Na confusão, deixo de pagar a passagem e arrumo um lugar nos fundos do ônibus. Três infrações em menos de um minuto. Nada mal. Enquanto descia o morro, vasculhei os bolsos da jaqueta de motociclista de Blaine. Mas tudo que encontrei foi um isqueiro e um velho cigarro enrolado todo torto, então, de toda forma, não teria tido como pagar o ônibus. Decido cometer a infração número quatro e acendo o cigarro. Um velho se vira e aponta o dedo para mim.
– Apague isso! – diz ele.
– Vá se danar! – digo a ele, resposta que, em um tribunal, acho que poderia ser considerada conduta violenta.
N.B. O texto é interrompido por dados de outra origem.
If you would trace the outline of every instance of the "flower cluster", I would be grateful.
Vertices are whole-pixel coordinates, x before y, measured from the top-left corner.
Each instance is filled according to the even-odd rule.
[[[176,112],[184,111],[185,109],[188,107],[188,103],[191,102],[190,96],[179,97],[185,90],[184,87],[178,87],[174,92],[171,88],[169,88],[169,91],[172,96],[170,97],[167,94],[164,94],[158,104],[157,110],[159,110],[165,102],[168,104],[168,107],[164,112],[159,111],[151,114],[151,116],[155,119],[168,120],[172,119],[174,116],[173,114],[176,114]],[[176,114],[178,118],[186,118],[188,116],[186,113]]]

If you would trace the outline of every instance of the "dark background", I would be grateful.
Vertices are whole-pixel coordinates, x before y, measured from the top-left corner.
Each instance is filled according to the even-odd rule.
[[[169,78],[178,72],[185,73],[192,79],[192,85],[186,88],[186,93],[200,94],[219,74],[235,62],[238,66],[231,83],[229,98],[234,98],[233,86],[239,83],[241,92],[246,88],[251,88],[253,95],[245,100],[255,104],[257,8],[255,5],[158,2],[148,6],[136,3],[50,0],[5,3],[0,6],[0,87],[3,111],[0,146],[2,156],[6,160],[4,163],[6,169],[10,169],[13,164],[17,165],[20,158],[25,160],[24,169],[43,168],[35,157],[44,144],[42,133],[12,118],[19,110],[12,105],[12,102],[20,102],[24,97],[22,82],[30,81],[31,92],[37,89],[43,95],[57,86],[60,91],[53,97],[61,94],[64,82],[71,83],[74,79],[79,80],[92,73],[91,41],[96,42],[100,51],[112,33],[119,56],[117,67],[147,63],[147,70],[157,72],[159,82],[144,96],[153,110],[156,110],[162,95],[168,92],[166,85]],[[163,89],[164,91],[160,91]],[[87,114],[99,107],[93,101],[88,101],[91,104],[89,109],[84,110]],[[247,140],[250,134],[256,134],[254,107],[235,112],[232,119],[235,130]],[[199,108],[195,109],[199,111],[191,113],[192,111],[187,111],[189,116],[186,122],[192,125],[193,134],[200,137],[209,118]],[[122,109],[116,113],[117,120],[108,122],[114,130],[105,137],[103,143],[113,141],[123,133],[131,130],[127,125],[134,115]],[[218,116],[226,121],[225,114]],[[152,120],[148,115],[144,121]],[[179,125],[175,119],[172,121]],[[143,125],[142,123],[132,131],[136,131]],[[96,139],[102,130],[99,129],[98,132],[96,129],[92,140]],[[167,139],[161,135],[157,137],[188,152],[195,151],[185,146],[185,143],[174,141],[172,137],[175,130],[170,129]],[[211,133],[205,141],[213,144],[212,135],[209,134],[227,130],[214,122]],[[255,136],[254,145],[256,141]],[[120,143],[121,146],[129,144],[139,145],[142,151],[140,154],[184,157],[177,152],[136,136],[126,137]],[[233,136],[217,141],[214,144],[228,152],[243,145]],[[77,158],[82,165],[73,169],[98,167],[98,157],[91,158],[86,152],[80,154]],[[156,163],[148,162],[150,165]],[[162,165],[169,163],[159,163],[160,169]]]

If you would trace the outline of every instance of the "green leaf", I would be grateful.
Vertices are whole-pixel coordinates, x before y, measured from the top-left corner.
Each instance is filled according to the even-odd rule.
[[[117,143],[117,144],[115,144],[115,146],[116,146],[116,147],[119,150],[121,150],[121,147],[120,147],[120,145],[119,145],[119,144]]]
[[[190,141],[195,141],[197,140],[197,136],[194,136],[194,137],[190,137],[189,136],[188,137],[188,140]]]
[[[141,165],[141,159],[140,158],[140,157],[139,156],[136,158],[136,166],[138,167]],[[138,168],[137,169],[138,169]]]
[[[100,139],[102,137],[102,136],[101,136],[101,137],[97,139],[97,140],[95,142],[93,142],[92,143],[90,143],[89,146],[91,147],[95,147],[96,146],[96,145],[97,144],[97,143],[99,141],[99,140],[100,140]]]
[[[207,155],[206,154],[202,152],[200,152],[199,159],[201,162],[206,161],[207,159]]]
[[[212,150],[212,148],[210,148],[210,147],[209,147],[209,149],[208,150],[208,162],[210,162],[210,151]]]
Sou bom nisso. Agora chegou a hora de um assassinatozinho, com uma rodada do Jogo da Morte. O homem três lugares na minha frente está dando um macarrão de caixinha ao menininho sentado em seu colo. Contabilizo três pontos pelo corante alimentar que corre pelas veias da criança. No assento do outro lado do corredor, uma mulher amarra um lenço na garganta. Um ponto pelo caroço em seu pescoço, irritado e cor-de-rosa como uma pata de caranguejo. Outro ponto pelo ônibus que explode quando freia no sinal. Mais dois pelas enormes bolhas de plástico derretido dos assentos que se rompem no ar.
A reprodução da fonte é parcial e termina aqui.